Inducing spectral gaps for the cohomological Laplacians of $\operatorname{Sp}_{2n}(\mathbb{Z})$
Piotr Mizerka, Jakub Szymański
TL;DR
The work develops an inductive, SOS-based framework to induce spectral gaps for the cohomological Laplacians of $\operatorname{Sp}_{2n}(\mathbb{Z})$ from lower-rank data. By decomposing the first cohomological Laplacian $\Delta_1$ into four compatible summands and leveraging Fox calculus alongside the Steinberg presentation, the authors show that a positive gap at level $m$ propagates to level $n\ge m$ as $\Delta_1-\frac{n-2}{m-2}\lambda I_n$ being a sum of squares. They prove the central theorem and apply it to obtain explicit lower bounds for $\Delta_1-\lambda I$ for $G_2$, $G_3$, and quotients $H_n$ for all $n\ge 2$, with concrete numerical bounds ($\lambda=0.82$ for $G_2$ and $\lambda=0.99$ for $G_3$) and comparison to known results.

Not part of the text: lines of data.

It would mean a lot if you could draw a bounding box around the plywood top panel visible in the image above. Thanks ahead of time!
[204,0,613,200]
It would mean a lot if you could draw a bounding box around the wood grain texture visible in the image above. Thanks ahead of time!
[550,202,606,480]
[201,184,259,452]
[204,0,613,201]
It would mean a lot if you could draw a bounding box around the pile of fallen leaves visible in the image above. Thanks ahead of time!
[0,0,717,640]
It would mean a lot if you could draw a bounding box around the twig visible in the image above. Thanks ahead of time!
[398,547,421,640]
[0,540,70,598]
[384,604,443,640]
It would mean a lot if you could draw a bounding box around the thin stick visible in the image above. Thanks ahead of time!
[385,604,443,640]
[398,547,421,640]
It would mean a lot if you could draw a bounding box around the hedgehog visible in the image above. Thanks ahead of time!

The paper couples rigorous algebraic decompositions with computer-assisted certifications (including Wedderburn-based acceleration and interval arithmetic) to produce reproducible, verifiable bounds on spectral gaps, contributing a scalable method for establishing property (T)-related gaps in families of arithmetic groups.
Abstract
We show that the spectral gap of the first cohomological Laplacian $Δ_1$ for $\operatorname{Sp}_{2n}(\mathbb{Z})$ follows once a slightly stronger assumption holds for some $\operatorname{Sp}_{2m}(\mathbb{Z})$, where $n\geq m$. As an application of this result, we provide explicit lower bounds for some quotients of $\operatorname{Sp}_{2n}(\mathbb{Z})$ for any $n\geq 2$.